What's the difference between a buy rate, sell rate, and mid-market rate?

When a bank or money exchanger quotes you a rate:

  • Buy rate: the rate at which they'll buy foreign currency from you (lower).
  • Sell rate: the rate at which they'll sell foreign currency to you (higher).
  • Mid-market: the average of buy and sell — what currencies trade at between banks.

The gap between buy and sell is called the "spread" — that's where the bank or exchanger makes money. Tight spreads mean better deals; wide spreads (often at airports and tourist areas) mean you're paying a lot for the convenience.

Is the AUD strong or weak right now compared to USD?

The AUD/USD exchange rate is one of the most-traded currency pairs in the world and fluctuates daily based on:

  • Interest rate differentials between RBA and Fed
  • Commodity prices (Australia exports iron ore, coal, LNG — when commodity prices rise, AUD typically strengthens)
  • Risk sentiment — AUD is a "risk-on" currency that strengthens when global markets are optimistic
  • China's economic health — China is Australia's biggest trading partner

Historically, the AUD has traded between 0.55 USD (2001 low) and 1.10 USD (2011 commodity boom peak). Use this calculator to see today's rate.
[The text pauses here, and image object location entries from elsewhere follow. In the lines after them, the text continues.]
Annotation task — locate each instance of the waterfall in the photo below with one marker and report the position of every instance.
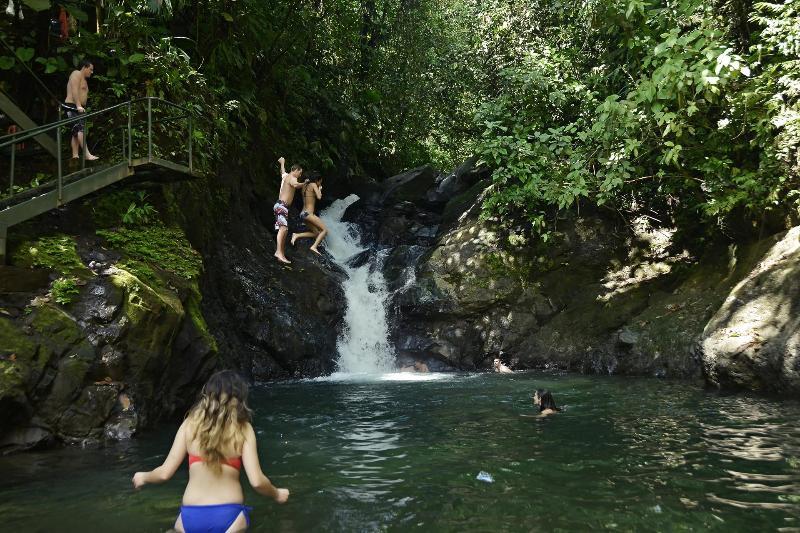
(363, 345)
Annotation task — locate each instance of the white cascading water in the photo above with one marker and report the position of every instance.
(364, 342)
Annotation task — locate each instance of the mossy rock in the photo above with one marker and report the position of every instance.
(153, 316)
(19, 361)
(56, 252)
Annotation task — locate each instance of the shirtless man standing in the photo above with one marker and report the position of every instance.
(77, 93)
(281, 208)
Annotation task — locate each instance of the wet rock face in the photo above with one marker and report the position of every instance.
(601, 297)
(271, 320)
(753, 340)
(124, 355)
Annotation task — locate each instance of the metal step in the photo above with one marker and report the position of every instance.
(22, 120)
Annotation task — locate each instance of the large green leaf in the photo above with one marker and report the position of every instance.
(25, 54)
(77, 12)
(37, 5)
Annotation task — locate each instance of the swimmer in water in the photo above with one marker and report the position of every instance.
(219, 440)
(543, 399)
(498, 366)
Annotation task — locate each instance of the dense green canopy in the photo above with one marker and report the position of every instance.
(684, 111)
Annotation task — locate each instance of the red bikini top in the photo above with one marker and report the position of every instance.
(235, 462)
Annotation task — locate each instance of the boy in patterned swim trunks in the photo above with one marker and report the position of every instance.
(289, 182)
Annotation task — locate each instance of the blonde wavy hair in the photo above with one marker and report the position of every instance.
(219, 417)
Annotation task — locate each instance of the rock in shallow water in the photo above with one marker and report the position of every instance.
(753, 340)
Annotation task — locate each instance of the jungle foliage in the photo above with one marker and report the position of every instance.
(682, 111)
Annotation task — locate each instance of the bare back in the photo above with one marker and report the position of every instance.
(207, 487)
(310, 197)
(77, 89)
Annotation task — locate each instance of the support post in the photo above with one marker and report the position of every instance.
(58, 155)
(190, 143)
(130, 139)
(3, 237)
(85, 148)
(13, 162)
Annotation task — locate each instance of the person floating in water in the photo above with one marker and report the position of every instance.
(219, 438)
(544, 400)
(312, 191)
(498, 366)
(289, 182)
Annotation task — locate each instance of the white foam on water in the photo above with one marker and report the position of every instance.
(363, 345)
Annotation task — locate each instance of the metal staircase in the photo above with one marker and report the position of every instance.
(120, 123)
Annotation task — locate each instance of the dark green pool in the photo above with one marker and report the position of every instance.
(626, 454)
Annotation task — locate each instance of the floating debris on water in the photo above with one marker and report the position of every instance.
(485, 476)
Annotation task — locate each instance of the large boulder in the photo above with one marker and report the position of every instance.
(272, 320)
(753, 340)
(599, 297)
(125, 355)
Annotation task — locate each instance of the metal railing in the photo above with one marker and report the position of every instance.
(12, 140)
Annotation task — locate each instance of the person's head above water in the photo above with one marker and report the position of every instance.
(220, 416)
(544, 399)
(86, 67)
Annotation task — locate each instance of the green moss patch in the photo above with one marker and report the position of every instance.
(155, 247)
(56, 252)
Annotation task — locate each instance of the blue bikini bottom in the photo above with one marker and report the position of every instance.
(212, 518)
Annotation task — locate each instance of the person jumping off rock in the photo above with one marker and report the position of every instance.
(289, 182)
(312, 191)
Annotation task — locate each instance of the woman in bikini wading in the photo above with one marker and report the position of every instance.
(219, 439)
(312, 191)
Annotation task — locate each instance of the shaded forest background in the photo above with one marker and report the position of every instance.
(686, 112)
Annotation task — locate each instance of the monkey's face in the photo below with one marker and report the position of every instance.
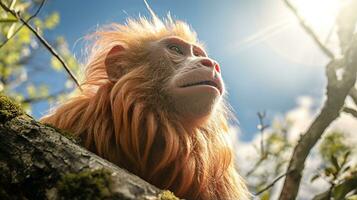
(194, 84)
(180, 75)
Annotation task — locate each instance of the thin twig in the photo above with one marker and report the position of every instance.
(353, 95)
(337, 91)
(22, 25)
(43, 41)
(262, 127)
(309, 30)
(351, 111)
(272, 183)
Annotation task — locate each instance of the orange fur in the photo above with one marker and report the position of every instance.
(124, 123)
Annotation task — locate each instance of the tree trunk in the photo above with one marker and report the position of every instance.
(39, 162)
Can I use this calculator for tax purposes?

For tax reporting (foreign income, capital gains on foreign assets, foreign property sales), the ATO requires you to use the RBA rate for the day of the transaction, not a daily mid-market rate.

The ATO publishes monthly average rates and end-of-financial-year rates for simplified reporting. See ato.gov.au for the official rates schedules.

This calculator is for everyday conversions — travel, shopping, transfers, comparisons. Always use ATO-published rates for tax filings.